If the processing of a security event / alarm is in a false state (indicating that the processing was successful, but the processing failed in reality), then the same type of events / alarms will continue to appear in the follow-up, eventually resulting in excessive consumption of resources On the same wrong step.

The above is our thinking on “how to be the processing logic that should be solidified”. It may be insufficient due to personal experience. Please forgive me.

Fourth, the script scene

Seeing this, you may be more concerned about which scenarios can SOAR be used in? Don’t worry, we also briefly summarize the existing scenarios for everyone:

After reading the above picture, I was puzzled why we should separate the network attack from the website attack? In reality, website attacks (Web attacks) often account for a large portion, and network attacks similar to DDoS and website attacks have a large difference in attack form and defense method. In order to be more clear about the problems that each solution solves, the two are divided into two different scenarios.

The appearance of other types of scenes is to solve scenes that are more special or difficult to fall into a certain type in the actual process.

Five, the actual effect

When it comes to the actual running effect, I don’t think there should be too many text descriptions. It feels like simple pictures + comments. This has a better effect!

The above is a practical application scenario of the “Suspicious Behavior” category. It can be seen that SOAR solves most of the security alarms in it, and only selects a few alarms that need to be manually resolved.

The following are used by other teams in our department to solve problems in their daily security operations:

The above picture is the operation diagram of each action node of the background script.
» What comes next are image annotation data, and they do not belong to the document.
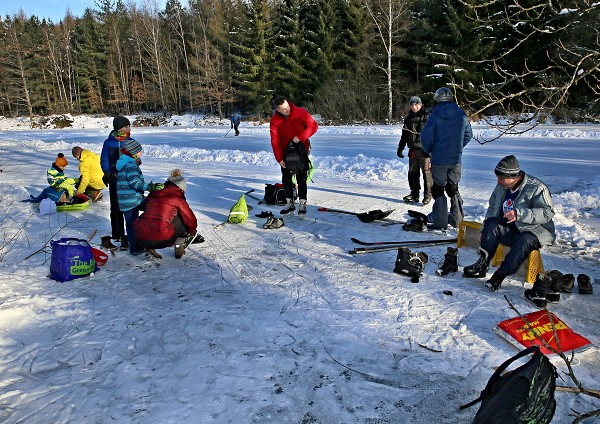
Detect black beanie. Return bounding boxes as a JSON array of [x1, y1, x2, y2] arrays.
[[494, 155, 521, 178], [113, 115, 131, 131]]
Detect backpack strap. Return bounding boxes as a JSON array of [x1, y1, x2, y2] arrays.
[[458, 346, 541, 410]]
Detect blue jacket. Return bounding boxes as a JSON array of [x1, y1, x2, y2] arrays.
[[116, 155, 146, 212], [100, 131, 121, 174], [421, 102, 473, 165]]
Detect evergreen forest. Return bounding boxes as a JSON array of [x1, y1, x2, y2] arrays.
[[0, 0, 600, 123]]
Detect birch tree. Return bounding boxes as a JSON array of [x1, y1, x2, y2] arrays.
[[364, 0, 410, 123]]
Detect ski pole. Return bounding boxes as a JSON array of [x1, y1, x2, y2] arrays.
[[348, 239, 456, 255]]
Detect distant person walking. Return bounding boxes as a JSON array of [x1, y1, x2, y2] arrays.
[[100, 115, 133, 250], [270, 96, 319, 215], [229, 113, 242, 136], [396, 96, 433, 205], [421, 87, 473, 230]]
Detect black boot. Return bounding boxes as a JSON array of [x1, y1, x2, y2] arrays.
[[435, 247, 458, 276], [281, 199, 296, 215], [546, 269, 564, 303], [577, 274, 594, 294], [402, 218, 427, 232], [394, 247, 429, 283], [525, 273, 552, 308], [485, 269, 506, 291], [560, 274, 575, 293], [463, 249, 490, 278], [120, 235, 129, 250]]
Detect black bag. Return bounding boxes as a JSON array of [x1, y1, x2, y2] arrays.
[[264, 184, 287, 205], [283, 141, 308, 174], [460, 346, 557, 424]]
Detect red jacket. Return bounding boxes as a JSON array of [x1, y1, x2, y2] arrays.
[[133, 183, 198, 241], [270, 102, 319, 162]]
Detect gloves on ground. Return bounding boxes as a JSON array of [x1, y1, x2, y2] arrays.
[[148, 181, 165, 191]]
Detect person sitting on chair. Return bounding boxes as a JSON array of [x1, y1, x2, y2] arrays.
[[463, 155, 556, 291], [23, 153, 77, 205]]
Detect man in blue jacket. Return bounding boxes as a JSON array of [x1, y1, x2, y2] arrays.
[[100, 115, 133, 250], [229, 113, 242, 136], [421, 87, 473, 230]]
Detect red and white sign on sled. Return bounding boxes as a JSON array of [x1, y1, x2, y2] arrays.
[[496, 310, 592, 355]]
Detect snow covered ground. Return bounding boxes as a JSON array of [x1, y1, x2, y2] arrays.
[[0, 117, 600, 424]]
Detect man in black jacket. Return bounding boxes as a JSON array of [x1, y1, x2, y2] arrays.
[[397, 96, 433, 205]]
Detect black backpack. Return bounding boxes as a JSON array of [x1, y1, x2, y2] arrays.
[[283, 141, 308, 174], [460, 346, 557, 424], [263, 184, 287, 205]]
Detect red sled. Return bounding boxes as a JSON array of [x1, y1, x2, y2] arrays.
[[495, 310, 593, 355]]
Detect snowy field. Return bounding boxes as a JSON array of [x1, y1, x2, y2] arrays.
[[0, 117, 600, 424]]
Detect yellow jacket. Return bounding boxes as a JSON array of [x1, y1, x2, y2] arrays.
[[77, 150, 106, 193]]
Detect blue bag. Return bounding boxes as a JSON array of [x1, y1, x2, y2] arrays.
[[50, 238, 98, 282]]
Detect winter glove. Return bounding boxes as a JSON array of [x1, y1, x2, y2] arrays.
[[148, 181, 165, 191]]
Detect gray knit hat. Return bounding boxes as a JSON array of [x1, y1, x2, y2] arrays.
[[408, 96, 423, 105], [113, 115, 131, 131], [121, 138, 142, 156], [167, 168, 186, 191], [494, 155, 521, 178]]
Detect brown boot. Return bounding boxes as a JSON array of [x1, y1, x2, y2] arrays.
[[100, 236, 117, 250], [485, 270, 506, 291]]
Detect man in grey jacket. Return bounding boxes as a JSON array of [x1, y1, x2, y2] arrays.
[[463, 155, 556, 291], [420, 87, 473, 231]]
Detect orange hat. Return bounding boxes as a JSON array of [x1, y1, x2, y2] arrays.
[[54, 153, 69, 168]]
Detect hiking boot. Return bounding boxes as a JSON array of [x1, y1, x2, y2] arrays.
[[402, 218, 427, 233], [402, 193, 419, 203], [144, 249, 162, 259], [525, 273, 552, 308], [92, 190, 102, 203], [298, 199, 306, 215], [271, 218, 285, 229], [119, 236, 129, 250], [281, 199, 296, 215], [100, 236, 118, 250], [435, 247, 458, 277], [175, 244, 185, 259], [560, 274, 575, 293], [546, 269, 564, 303], [577, 274, 594, 294], [183, 231, 198, 249], [485, 270, 506, 291], [394, 247, 429, 283], [463, 249, 490, 278]]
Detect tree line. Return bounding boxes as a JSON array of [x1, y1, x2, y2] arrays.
[[0, 0, 600, 126]]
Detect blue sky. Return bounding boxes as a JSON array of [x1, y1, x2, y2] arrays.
[[0, 0, 94, 22], [0, 0, 166, 22]]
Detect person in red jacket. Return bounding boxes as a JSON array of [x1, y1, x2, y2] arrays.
[[133, 169, 201, 259], [270, 96, 319, 214]]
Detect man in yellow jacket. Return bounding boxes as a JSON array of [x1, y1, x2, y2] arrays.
[[72, 146, 106, 202]]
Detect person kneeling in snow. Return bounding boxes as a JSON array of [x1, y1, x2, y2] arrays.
[[23, 153, 87, 205], [133, 169, 201, 259], [463, 155, 556, 297]]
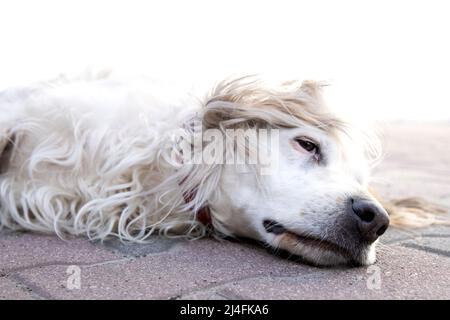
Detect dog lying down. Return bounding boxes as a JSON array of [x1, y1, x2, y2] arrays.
[[0, 74, 447, 265]]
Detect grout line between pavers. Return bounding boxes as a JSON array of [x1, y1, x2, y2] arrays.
[[1, 257, 135, 277], [169, 271, 315, 299], [402, 243, 450, 258], [7, 274, 54, 300]]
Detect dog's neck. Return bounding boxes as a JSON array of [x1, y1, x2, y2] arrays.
[[180, 179, 212, 228]]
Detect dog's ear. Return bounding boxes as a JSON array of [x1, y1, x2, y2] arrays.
[[0, 133, 15, 173]]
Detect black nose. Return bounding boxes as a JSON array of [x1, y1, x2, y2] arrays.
[[352, 199, 389, 242]]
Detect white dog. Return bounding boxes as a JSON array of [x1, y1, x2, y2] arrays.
[[0, 72, 444, 265]]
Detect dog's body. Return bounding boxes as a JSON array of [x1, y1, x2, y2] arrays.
[[0, 73, 442, 265]]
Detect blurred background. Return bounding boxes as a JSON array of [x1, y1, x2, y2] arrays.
[[0, 0, 450, 122]]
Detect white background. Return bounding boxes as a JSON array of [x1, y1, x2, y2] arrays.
[[0, 0, 450, 120]]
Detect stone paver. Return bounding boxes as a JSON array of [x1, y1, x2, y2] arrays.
[[0, 124, 450, 299]]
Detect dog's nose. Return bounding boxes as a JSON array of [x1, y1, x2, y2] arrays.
[[352, 199, 389, 242]]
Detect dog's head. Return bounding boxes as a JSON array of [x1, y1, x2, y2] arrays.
[[199, 79, 389, 265]]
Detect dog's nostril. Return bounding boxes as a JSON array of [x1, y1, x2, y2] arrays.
[[356, 208, 375, 222], [377, 224, 388, 236], [352, 199, 389, 242], [352, 199, 375, 222], [263, 220, 287, 234]]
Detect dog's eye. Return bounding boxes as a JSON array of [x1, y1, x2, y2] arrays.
[[295, 138, 319, 154]]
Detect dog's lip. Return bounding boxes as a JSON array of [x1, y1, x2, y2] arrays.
[[263, 220, 354, 260]]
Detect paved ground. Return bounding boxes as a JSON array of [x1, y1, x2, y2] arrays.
[[0, 124, 450, 299]]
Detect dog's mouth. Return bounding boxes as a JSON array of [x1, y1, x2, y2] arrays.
[[263, 220, 361, 265]]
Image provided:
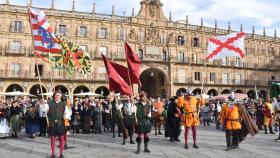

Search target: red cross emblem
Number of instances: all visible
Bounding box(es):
[207,32,245,59]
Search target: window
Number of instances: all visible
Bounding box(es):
[160,34,166,44]
[178,36,185,45]
[210,72,216,82]
[139,32,145,42]
[235,74,241,84]
[222,73,229,84]
[35,64,43,77]
[268,47,276,56]
[235,58,241,67]
[58,25,66,36]
[178,52,185,63]
[11,63,20,75]
[98,28,108,38]
[178,70,186,83]
[222,57,228,66]
[99,47,107,55]
[117,45,125,59]
[11,21,23,32]
[192,54,197,63]
[118,29,126,41]
[162,51,167,61]
[10,41,22,53]
[80,26,87,37]
[258,46,266,55]
[192,37,199,47]
[194,72,201,81]
[98,67,106,74]
[79,45,87,52]
[138,49,144,60]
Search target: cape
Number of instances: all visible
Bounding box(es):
[238,105,259,142]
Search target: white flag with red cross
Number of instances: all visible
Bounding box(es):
[207,32,245,60]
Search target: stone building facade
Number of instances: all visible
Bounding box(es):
[0,0,280,97]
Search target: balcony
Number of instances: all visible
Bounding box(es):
[174,77,270,87]
[0,69,108,82]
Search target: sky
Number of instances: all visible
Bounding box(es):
[0,0,280,37]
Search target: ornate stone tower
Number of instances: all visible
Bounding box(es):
[137,0,167,21]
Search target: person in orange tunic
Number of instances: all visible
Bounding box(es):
[263,97,275,134]
[177,92,200,149]
[63,96,72,149]
[153,97,164,135]
[220,93,242,151]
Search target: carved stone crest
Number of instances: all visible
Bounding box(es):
[149,6,156,18]
[145,23,159,45]
[128,29,136,40]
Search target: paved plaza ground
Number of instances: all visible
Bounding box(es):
[0,125,280,158]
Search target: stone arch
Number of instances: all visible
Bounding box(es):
[95,86,110,96]
[54,85,69,95]
[207,89,219,96]
[259,90,267,98]
[29,84,47,97]
[192,88,201,95]
[73,85,90,94]
[6,84,24,92]
[176,88,187,96]
[235,89,244,93]
[222,89,231,94]
[247,90,256,99]
[139,68,169,97]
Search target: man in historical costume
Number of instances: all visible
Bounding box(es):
[122,96,136,145]
[255,101,264,130]
[167,97,182,142]
[82,98,93,134]
[110,94,122,138]
[71,98,82,134]
[135,92,152,154]
[220,93,258,151]
[25,101,40,138]
[263,97,275,134]
[274,96,280,141]
[10,100,23,138]
[0,100,10,138]
[63,96,72,149]
[93,100,103,134]
[177,92,200,149]
[39,100,49,136]
[101,101,112,133]
[48,92,66,158]
[153,97,164,135]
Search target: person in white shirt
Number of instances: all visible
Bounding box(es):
[39,100,49,136]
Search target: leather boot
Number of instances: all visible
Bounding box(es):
[264,125,268,134]
[136,137,141,154]
[226,131,232,151]
[144,138,151,153]
[269,126,275,134]
[130,136,135,144]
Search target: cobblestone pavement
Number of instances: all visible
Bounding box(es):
[0,126,280,158]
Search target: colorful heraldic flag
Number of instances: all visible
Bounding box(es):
[125,42,141,86]
[51,36,91,75]
[207,32,245,60]
[101,54,132,95]
[29,8,61,53]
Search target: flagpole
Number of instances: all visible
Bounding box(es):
[124,42,134,96]
[28,0,45,101]
[201,60,207,95]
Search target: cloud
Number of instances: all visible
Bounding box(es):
[0,0,280,35]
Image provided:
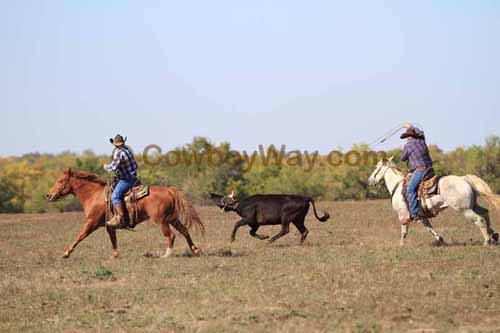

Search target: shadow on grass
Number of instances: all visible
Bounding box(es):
[432,239,486,247]
[143,249,248,259]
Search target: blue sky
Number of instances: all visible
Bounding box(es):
[0,0,500,156]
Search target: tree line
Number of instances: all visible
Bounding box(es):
[0,136,500,213]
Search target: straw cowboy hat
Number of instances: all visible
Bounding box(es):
[401,127,421,139]
[109,134,127,147]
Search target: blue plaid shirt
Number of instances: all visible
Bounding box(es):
[401,128,432,169]
[106,146,137,179]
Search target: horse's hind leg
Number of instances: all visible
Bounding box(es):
[160,221,175,258]
[472,204,498,242]
[170,219,201,255]
[422,219,445,244]
[464,209,491,245]
[106,227,120,259]
[399,222,408,247]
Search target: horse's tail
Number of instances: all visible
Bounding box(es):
[170,188,205,234]
[463,175,500,210]
[308,198,330,222]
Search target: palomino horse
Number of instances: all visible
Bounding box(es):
[368,157,500,246]
[46,169,204,258]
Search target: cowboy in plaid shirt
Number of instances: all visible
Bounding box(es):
[103,135,137,228]
[401,124,434,221]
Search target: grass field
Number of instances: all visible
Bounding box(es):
[0,201,500,332]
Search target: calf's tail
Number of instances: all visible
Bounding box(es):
[309,198,330,222]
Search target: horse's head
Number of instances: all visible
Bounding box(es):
[368,156,394,185]
[45,168,73,201]
[210,191,238,212]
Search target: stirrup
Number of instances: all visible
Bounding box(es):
[106,215,123,229]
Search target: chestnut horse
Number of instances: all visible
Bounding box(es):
[46,169,205,258]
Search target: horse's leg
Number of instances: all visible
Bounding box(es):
[106,227,120,259]
[399,223,408,246]
[464,209,490,245]
[160,220,175,258]
[63,220,100,258]
[472,203,498,242]
[422,219,445,244]
[170,219,201,256]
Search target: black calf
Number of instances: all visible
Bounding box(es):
[210,193,330,244]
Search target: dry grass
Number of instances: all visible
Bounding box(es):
[0,201,500,332]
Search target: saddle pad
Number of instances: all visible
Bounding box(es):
[103,184,149,202]
[125,184,149,202]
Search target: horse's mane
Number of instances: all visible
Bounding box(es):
[71,169,107,185]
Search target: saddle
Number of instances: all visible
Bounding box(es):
[401,169,441,218]
[104,180,149,226]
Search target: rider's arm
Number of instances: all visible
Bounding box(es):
[106,150,122,172]
[401,144,410,162]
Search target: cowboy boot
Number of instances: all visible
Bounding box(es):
[106,204,128,229]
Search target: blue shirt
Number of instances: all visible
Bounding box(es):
[401,128,432,169]
[106,146,137,179]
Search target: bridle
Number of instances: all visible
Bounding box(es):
[220,197,238,211]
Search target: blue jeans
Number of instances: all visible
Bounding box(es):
[111,178,137,206]
[408,170,426,218]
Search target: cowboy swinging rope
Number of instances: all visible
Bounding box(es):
[369,123,424,149]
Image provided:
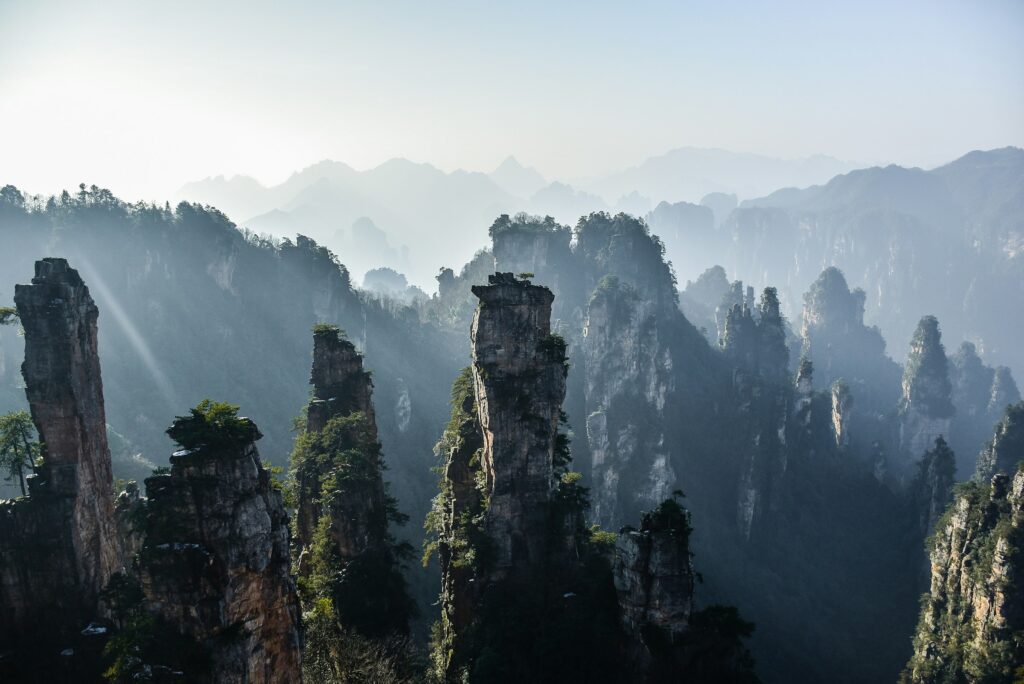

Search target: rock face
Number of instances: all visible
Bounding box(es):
[471,273,566,579]
[902,462,1024,683]
[0,259,121,667]
[975,402,1024,482]
[722,288,790,539]
[14,259,120,602]
[295,326,387,559]
[613,499,694,679]
[292,325,415,652]
[914,437,956,539]
[583,276,676,524]
[949,342,1020,479]
[900,316,954,465]
[138,409,301,683]
[434,368,483,681]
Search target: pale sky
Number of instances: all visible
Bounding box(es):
[0,0,1024,200]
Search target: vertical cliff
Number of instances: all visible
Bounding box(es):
[127,401,301,683]
[294,326,387,558]
[426,368,490,681]
[0,259,121,681]
[913,437,956,539]
[428,273,622,682]
[722,288,790,538]
[614,499,694,673]
[901,462,1024,684]
[975,401,1024,482]
[291,325,415,643]
[900,315,954,470]
[570,214,696,526]
[14,259,120,603]
[471,273,567,579]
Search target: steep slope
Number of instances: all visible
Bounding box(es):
[901,453,1024,684]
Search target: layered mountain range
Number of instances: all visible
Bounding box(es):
[0,145,1024,682]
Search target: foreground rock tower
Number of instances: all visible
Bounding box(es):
[900,315,954,463]
[471,273,565,579]
[137,409,301,684]
[901,464,1024,684]
[14,259,120,601]
[295,326,388,571]
[0,259,120,663]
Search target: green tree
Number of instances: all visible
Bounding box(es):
[0,411,41,497]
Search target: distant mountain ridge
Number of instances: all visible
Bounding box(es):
[580,147,860,203]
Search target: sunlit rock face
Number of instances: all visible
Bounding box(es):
[899,316,954,470]
[296,327,387,560]
[471,273,566,576]
[903,462,1024,684]
[975,401,1024,482]
[0,259,121,663]
[14,259,120,601]
[613,500,694,671]
[138,419,301,683]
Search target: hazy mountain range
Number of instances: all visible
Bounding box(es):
[175,147,856,290]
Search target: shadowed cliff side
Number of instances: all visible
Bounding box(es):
[0,259,121,678]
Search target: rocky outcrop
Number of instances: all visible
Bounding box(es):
[988,366,1021,417]
[900,315,954,470]
[0,259,121,681]
[975,402,1024,482]
[428,368,485,681]
[800,267,900,411]
[831,378,853,447]
[292,325,415,650]
[914,437,956,539]
[722,288,786,539]
[583,275,676,524]
[613,499,694,679]
[138,409,301,683]
[949,342,1020,479]
[14,259,120,602]
[471,273,567,579]
[295,326,387,559]
[902,462,1024,684]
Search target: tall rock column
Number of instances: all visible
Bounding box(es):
[613,498,694,674]
[900,315,953,469]
[138,401,301,684]
[295,326,387,558]
[292,325,415,638]
[900,468,1024,684]
[14,259,120,604]
[471,273,566,578]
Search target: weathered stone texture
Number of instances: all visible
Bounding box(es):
[471,273,566,578]
[139,425,301,683]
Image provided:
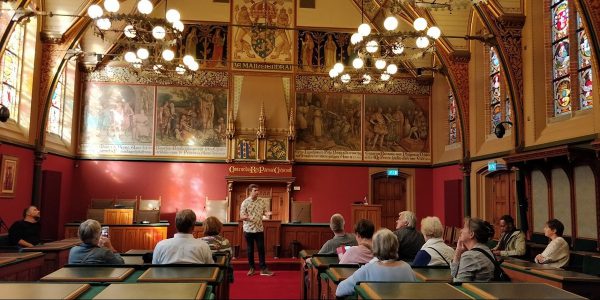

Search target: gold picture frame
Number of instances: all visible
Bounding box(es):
[0,155,19,198]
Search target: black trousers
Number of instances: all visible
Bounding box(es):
[244,232,267,270]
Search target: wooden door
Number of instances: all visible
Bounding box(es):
[486,172,517,239]
[372,172,406,230]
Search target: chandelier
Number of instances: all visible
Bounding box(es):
[87,0,200,75]
[329,16,442,84]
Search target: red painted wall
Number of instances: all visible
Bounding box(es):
[293,166,369,231]
[42,154,75,239]
[0,144,33,227]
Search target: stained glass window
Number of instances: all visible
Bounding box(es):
[47,68,67,135]
[448,93,458,145]
[550,0,593,116]
[0,25,25,120]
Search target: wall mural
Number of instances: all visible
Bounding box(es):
[294,93,362,160]
[155,86,228,158]
[178,24,228,69]
[231,0,295,71]
[363,95,431,162]
[298,30,353,73]
[79,83,154,156]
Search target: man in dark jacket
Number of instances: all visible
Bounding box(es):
[394,211,425,262]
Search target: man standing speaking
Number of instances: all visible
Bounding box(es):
[240,184,273,276]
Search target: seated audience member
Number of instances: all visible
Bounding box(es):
[492,215,525,256]
[201,217,231,255]
[335,228,417,297]
[340,219,375,264]
[69,219,124,265]
[535,219,570,268]
[152,209,214,264]
[450,218,496,282]
[8,206,41,248]
[319,214,358,254]
[394,211,425,261]
[412,217,454,267]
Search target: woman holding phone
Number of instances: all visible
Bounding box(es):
[69,219,124,265]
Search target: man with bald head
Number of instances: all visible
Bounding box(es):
[8,205,41,248]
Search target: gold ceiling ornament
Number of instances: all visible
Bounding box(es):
[388,0,487,13]
[87,0,200,76]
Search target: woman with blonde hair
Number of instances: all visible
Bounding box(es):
[412,217,454,267]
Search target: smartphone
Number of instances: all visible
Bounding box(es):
[100,226,108,238]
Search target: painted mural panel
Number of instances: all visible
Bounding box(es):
[363,95,431,163]
[294,93,362,161]
[179,24,229,69]
[298,30,353,73]
[231,0,295,71]
[155,86,227,158]
[79,82,154,156]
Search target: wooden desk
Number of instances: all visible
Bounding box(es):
[322,265,358,299]
[308,256,340,299]
[0,283,90,299]
[0,252,44,281]
[94,282,208,299]
[413,268,452,282]
[138,265,219,283]
[23,240,80,276]
[354,282,473,299]
[462,282,585,300]
[40,266,134,282]
[502,264,600,299]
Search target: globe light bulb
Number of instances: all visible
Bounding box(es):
[125,51,137,63]
[183,54,196,67]
[329,69,339,78]
[333,63,344,76]
[163,49,175,61]
[152,26,167,40]
[365,40,379,53]
[352,57,365,69]
[385,64,398,75]
[350,33,362,45]
[136,48,150,59]
[358,23,371,36]
[416,36,429,49]
[123,24,137,39]
[96,18,112,30]
[383,16,398,31]
[138,0,154,15]
[88,4,104,19]
[413,18,427,31]
[340,74,350,83]
[104,0,121,13]
[165,8,181,23]
[363,74,371,84]
[427,26,442,40]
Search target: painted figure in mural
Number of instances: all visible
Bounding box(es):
[302,32,315,71]
[369,106,388,148]
[325,34,337,70]
[183,27,198,58]
[233,6,255,59]
[200,94,215,129]
[208,27,225,67]
[271,7,292,60]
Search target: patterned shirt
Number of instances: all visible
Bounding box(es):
[240,197,268,233]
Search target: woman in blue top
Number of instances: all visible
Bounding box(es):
[335,228,416,297]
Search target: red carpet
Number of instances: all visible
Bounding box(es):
[229,270,300,299]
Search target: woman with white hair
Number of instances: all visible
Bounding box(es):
[69,219,124,265]
[412,217,454,267]
[335,228,416,297]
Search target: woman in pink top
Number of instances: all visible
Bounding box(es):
[340,219,375,264]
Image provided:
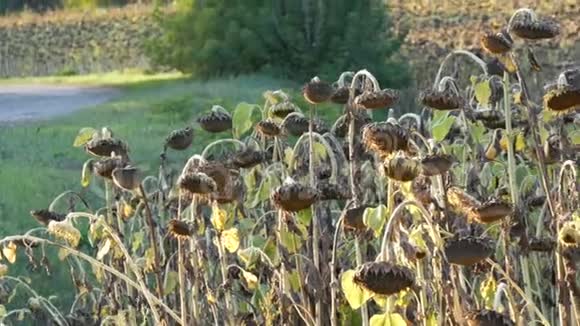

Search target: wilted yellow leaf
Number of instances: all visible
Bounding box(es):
[242,271,258,290]
[221,228,240,252]
[340,269,373,309]
[2,241,17,264]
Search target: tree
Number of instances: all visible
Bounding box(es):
[149,0,409,85]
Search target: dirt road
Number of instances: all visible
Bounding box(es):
[0,85,119,123]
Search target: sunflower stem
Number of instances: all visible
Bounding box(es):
[308,105,324,325]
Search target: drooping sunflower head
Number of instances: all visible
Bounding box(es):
[177,172,217,195]
[197,106,232,133]
[384,156,420,182]
[354,261,415,295]
[85,138,129,157]
[354,88,400,109]
[271,182,319,212]
[256,120,280,137]
[467,309,515,326]
[362,122,409,155]
[167,219,193,240]
[111,166,142,191]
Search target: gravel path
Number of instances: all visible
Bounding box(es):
[0,85,119,123]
The other green represents the route taken during the operation (the web page was not developed at that time, so it looks ugly =, =).

Six, expansion

1. Combine with other types of work

After developing the basic framework of SOAR, we once thought about the question: What else can SOAR do besides handling security events / alerts? Just one day a small partner of the team asked me: Can you combine SOAR and operation and maintenance-related things together?

After thinking about it, it feels OK, so I simply drafted the following script prototype:

2. How to integrate detection guidance model

There are several popular intrusion detection theory guidance models in the security world, such as Kill Chain, MITRE ATT & CK, etc. At the time of writing the SOAR script, I tried to integrate Kill Chain into the processing flow, and the actual feedback results are indeed very valuable. For example, if the attacker is using multiple different IP attacks, how to construct this chain in the script? And how do you map security events / alarms to the various parts of the chain? Because once you connect the parts, you need to correlate a large amount of data. In theory, it should be that the later steps of the chain have a smaller proportion (indicating the deeper the attack), but in practice, it is found that the later The proportion of security events / alarms has gradually increased.

So the question is: Should we use pre-processing events / alarms to construct the chain or post-processing? Regarding the practical application of these two models, welcome friends to discuss it!


Because the author mainly studies the direction of private clouds, this article focuses on the development of SOAR scripts under private clouds . I once wanted to generalize the situation under the public cloud, but after all, because I don’t know much about the public cloud scene, I did not analyze it in the above. In the private cloud scenario, the application scope of SOAR, the composition of the script, and the script’s soul-actions and processing logic are described in detail. Finally, it briefly considers what further SOAR can do.

Leave a Reply

This site uses Akismet to reduce spam. Learn how your comment data is processed.